[59]: Quoique le concile de Bâle ait décidé depuis que l'opinion de l'immaculée conception devoit être embrassée par tous les catholiques, et que le concile de Trente ait fait une déclaration qui confirme cette opinion, cependant il est de fait que l'Église ne s'est point prononcée sur cette question de manière à en faire un article de foi; et que plusieurs papes, Pie V, Grégoire XV et Alexandre VII ont défendu de traiter d'hérétiques ceux qui soutenoient la doctrine contraire.

[60]: Il mourut d'un accident aussi horrible que singulier. Pour ranimer ses forces épuisées par la débauche, il avoit coutume de se faire coudre dans un drap imbibé d'eau-de-vie. Le feu y ayant pris un jour par l'imprudence d'un domestique, il fut consumé par les flammes, et périt après trois jours des plus excessives souffrances. Peu de temps avant sa mort, il avoit tenté de faire empoisonner Charles VI et sa famille.

[61]: Il accusoit le connétable de lui avoir fait perdre les bonnes grâces de ce prince.

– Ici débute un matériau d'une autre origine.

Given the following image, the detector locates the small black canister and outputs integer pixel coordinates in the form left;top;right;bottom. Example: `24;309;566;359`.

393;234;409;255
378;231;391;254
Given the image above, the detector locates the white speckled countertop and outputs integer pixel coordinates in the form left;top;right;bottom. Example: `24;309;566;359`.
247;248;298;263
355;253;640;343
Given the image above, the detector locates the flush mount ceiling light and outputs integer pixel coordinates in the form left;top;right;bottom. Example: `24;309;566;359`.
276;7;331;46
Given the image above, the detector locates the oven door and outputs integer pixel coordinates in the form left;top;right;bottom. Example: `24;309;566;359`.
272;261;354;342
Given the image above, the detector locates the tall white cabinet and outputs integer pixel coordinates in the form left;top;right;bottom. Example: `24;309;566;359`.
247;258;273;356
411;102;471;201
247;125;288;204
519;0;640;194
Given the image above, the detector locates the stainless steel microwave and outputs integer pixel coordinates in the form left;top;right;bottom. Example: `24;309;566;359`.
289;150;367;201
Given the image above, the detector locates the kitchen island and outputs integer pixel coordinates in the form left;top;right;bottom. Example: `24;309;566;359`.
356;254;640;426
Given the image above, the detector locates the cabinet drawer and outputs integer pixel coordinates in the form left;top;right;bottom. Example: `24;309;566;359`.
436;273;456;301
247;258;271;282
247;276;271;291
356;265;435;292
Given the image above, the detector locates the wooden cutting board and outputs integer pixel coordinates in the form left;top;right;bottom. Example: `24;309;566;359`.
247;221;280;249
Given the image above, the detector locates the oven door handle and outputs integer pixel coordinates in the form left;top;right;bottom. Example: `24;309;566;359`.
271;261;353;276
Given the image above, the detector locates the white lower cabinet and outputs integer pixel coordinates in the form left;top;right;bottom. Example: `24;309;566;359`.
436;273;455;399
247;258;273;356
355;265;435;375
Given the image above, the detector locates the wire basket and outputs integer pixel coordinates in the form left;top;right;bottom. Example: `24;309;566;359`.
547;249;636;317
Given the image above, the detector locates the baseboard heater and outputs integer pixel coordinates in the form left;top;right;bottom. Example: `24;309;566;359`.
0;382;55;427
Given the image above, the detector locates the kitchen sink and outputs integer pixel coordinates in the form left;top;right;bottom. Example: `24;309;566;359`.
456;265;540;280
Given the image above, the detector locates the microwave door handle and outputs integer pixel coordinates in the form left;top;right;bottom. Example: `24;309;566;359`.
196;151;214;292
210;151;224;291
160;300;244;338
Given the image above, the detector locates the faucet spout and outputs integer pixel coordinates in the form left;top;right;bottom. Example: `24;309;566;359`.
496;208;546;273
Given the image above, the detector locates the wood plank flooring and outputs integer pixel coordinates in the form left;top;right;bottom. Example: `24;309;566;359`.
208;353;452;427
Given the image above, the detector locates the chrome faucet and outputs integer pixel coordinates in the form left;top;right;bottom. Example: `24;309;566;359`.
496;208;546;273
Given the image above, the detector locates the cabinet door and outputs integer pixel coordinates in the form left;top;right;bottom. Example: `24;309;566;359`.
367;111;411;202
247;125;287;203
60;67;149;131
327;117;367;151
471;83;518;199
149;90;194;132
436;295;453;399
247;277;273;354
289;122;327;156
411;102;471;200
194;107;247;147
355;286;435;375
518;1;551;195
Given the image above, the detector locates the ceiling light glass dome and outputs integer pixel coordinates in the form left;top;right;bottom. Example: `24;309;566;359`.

[62]: On prétend qu'un grand fantôme noir, revêtu d'une robe blanche, ayant la tête et les pieds nus, l'air égaré et le regard furieux, s'élança subitement d'entre deux arbres, et saisit la bride de son cheval, en lui criant: Roi, ne chevauche plus avant, mais retourne, car tu es trahi. Le roi, glacé d'horreur, s'arrêta en frémissant et sans pouvoir proférer une seule parole. Quelques hommes d'armes qui se trouvoient auprès de lui frappèrent sur les mains du spectre, ce qui le contraignit à lâcher les rênes. Il se retira ensuite sans que personne songeât à l'arrêter. Saint-Foix, qui juge mieux qu'à l'ordinaire de cette époque de notre histoire, croit voir, dans cet événement singulier, une nouvelle manœuvre des indignes princes qui obsédoient l'infortuné monarque; et il est difficile en effet d'en juger autrement.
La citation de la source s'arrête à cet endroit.